In combination with our efforts to reduce inflation, we must pay equal attention to reducing unemployment. Washington, unfortunately, has encouraged unemployment for too long, often through aid over private sector wages. Despite spending trillions, unemployment is still far from pre-pandemic levels. Reported unemployment rates don’t tell the whole story. Department of Labor statistics do not count the millions who have already given up searching.
Instead of spurring unemployment, we should encourage employment and create the conditions in which more Americans can qualify for available, higher-paying jobs. We can do this through incentives and aid to production: lower taxes for middle-class workers and entrepreneurs starting small businesses, loans to start businesses, and programs to help unemployed people find jobs.
Some of the much-needed aid is training. Many tech companies along the Wasatch front want to fill computer programming and data science jobs but can’t with our current workforce. We can get closer to full employment and keep our middle class strong if we encourage and stimulate training, especially in industries that are understaffed. One surefire way to increase production is to invest in a productive and highly trained workforce that is ready for the jobs of the future.

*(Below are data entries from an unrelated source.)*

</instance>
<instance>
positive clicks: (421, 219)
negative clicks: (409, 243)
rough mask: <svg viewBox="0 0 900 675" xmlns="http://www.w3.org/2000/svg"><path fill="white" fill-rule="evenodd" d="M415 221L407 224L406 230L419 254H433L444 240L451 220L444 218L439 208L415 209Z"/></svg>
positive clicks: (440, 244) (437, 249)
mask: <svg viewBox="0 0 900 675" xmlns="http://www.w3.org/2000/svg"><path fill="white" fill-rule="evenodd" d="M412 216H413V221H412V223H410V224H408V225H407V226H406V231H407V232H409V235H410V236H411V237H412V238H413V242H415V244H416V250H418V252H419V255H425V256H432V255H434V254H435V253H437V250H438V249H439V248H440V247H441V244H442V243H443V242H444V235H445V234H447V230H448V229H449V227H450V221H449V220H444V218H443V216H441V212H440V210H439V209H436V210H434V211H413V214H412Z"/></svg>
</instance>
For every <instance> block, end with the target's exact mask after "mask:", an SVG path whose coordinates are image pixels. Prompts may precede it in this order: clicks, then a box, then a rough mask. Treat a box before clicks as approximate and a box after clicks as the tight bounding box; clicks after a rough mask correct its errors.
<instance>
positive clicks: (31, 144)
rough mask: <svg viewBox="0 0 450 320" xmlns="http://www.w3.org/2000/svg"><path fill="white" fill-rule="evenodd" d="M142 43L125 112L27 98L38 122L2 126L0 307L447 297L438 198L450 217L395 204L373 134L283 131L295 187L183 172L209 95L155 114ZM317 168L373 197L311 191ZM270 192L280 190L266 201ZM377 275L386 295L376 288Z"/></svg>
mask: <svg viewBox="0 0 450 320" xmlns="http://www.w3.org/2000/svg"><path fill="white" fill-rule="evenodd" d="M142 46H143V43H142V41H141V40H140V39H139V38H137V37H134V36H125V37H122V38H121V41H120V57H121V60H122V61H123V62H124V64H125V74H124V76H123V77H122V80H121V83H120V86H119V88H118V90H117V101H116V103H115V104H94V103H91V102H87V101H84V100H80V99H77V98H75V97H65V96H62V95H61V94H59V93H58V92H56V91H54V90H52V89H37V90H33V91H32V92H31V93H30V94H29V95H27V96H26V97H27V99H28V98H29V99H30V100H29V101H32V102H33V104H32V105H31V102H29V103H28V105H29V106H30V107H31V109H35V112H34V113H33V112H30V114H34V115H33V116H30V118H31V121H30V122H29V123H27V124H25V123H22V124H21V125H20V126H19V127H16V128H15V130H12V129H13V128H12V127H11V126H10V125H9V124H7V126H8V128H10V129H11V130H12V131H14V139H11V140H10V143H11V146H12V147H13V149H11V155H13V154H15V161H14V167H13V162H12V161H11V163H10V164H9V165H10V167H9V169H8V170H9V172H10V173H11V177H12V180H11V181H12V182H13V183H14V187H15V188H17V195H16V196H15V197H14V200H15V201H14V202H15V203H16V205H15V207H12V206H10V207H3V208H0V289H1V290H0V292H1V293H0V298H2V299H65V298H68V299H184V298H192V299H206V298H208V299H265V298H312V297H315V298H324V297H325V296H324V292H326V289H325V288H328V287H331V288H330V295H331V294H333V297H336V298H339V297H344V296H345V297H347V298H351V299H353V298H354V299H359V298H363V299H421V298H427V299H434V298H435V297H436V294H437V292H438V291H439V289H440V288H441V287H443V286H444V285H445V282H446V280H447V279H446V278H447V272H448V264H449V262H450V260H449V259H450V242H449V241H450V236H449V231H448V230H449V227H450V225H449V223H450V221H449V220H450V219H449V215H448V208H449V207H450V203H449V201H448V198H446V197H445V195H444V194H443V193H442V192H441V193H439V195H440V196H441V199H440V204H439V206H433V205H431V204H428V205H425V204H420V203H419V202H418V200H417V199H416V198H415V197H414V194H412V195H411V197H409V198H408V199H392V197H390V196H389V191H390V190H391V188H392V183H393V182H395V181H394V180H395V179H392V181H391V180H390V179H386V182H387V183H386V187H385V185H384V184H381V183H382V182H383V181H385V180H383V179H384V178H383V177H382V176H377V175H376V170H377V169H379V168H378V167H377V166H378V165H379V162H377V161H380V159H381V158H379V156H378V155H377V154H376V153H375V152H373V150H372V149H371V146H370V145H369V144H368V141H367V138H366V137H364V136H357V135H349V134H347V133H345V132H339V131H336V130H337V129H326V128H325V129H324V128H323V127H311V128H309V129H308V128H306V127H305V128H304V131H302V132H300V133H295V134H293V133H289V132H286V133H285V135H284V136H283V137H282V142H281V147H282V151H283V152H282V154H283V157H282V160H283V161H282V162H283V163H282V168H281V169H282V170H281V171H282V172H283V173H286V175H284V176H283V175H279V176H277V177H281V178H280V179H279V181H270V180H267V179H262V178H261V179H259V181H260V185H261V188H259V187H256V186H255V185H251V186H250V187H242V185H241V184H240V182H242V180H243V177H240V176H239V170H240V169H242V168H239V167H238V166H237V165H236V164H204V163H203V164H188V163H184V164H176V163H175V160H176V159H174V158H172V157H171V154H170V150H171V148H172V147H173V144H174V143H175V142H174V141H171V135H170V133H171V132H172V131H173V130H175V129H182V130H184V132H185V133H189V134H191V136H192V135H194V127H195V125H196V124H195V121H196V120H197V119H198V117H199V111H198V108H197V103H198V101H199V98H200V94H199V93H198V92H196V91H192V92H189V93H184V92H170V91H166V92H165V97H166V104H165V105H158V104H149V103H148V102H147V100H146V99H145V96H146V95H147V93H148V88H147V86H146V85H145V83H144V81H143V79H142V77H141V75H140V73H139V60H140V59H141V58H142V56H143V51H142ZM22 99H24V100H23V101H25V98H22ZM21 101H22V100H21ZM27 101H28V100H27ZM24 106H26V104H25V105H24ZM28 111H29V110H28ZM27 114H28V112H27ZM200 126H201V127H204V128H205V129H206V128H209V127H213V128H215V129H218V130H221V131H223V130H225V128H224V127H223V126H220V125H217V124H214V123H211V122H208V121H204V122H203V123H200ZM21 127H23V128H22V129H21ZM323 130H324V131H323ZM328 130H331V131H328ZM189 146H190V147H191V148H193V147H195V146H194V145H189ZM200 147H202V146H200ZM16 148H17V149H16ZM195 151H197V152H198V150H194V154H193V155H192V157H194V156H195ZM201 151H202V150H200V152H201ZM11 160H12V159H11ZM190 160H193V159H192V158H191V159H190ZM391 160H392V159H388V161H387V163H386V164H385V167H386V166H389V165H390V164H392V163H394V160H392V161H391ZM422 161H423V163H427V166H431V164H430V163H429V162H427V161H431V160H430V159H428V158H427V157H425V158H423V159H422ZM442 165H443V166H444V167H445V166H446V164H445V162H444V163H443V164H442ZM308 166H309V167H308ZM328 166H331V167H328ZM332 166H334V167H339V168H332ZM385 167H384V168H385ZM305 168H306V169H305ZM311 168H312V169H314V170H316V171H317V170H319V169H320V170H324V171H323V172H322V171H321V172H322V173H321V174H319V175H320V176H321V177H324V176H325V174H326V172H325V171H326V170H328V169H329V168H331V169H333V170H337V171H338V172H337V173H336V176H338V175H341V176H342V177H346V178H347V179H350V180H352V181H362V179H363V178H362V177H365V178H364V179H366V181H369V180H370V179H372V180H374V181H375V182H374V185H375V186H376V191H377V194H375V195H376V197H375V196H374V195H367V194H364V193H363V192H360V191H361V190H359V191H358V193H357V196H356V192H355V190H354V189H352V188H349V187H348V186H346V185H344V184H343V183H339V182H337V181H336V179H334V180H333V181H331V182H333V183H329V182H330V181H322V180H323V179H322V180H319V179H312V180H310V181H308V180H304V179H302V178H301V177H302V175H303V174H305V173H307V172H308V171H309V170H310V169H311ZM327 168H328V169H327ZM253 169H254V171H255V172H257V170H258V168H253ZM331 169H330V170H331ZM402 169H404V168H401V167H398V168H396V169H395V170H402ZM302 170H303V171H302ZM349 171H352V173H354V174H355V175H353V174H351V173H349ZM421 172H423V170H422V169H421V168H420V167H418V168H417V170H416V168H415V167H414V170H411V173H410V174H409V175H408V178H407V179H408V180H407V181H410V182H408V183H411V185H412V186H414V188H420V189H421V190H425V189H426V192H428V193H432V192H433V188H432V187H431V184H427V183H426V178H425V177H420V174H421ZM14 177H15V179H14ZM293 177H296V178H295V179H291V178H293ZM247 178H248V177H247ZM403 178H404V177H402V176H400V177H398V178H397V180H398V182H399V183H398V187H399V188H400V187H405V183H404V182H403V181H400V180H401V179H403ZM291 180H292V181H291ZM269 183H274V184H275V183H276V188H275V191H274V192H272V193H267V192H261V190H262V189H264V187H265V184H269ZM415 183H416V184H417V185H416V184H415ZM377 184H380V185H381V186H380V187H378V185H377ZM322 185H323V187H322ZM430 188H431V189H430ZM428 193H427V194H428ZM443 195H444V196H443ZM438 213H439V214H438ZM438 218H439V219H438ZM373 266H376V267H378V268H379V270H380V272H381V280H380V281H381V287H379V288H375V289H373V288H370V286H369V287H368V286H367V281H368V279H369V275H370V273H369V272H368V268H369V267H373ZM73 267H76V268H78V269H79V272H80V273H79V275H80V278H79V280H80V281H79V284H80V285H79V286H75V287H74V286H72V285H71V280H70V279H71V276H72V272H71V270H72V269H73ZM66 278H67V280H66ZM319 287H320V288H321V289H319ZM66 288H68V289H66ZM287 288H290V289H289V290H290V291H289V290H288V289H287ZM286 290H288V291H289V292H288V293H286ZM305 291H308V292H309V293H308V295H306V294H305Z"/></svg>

Efforts to build a strong economy must enable Americans to create value in the marketplace for goods and services. Small business owners account for nearly half US GDP And Recruit. We will grow even more if we lower their taxes and enable them to keep and spend their earnings and invest in job creation initiatives.
Don’t be fooled by proposals for billions of dollars in spending bills. The only way to finance these is by raising taxes on business owners – blocking further paths to the realization of the middle-class dream.
These pro-market and growth ideas reflect the successful approach to fixing stagflation in the 1970s. Nobel laureate Milton Friedman drew on these principles to help our leaders get the economy back on track. Its implementation now gives us the best opportunity to strengthen the economy, enable home ownership, and ease the financial pressures affecting the rising generation of American parents and their children.
America can do anything it wants. They can still harness and deploy their collective resources to sustain the strongest economy and greatest prosperity this world has ever seen. Prosperity stems from maintaining a healthy dollar and keeping our paid workforce in well-paying jobs. This is the best way to help as many people as possible achieve the American Dream.
Henry Ering teaches at Utah State University and the London School of Economics. Douglas Hervey is a partner at Cicero and leads the healthcare and private equity practices.